Com a queda dos 14 vetos impostos ao projeto em dezembro do ano passado, o Ministério da Agricultura e Pecuária (Mapa) será o único responsável pelo registro de novos agrotóxicos e pela fiscalização do uso dessas substâncias tóxicas no Brasil.
Antes, as decisões sobre os registros e o controle dos agrotóxicos cabiam ao Mapa, a Agência Nacional de Vigilância Sanitária (Anvisa) e ao Instituto Brasileiro do Meio Ambiente (Ibama). Pela nova lei, Anvisa e Ibama estão fora do processo.

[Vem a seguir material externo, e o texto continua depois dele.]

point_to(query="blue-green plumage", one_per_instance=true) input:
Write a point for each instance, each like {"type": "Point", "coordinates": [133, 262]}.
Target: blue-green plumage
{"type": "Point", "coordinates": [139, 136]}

Na Câmara dos Deputados, apenas 99 parlamentares se manifestaram contra a derrubada dos vetos diante de 344 favoráveis. Já no Senado, o placar acabou em 4 votos contra a favor dos vetos e 67 contra.
Defensivos proibidos
Maior consumidor de agrotóxicos do mundo e um dos principais receptores de defensivos agrícolas proibidos na União Europeia, o Brasil aprovou 505 novos registros de pesticidas apenas em 2023, de acordo com dados do Mapa.
Entre 2019 e 2022 foram liberados 2.181 novos registros de pesticidas no país, uma média de 545 ao ano. A expectativa é que esse número cresça ainda mais com a aprovação integral do Projeto de Lei dos Agrotóxicos, cujos vetos foram derrubados.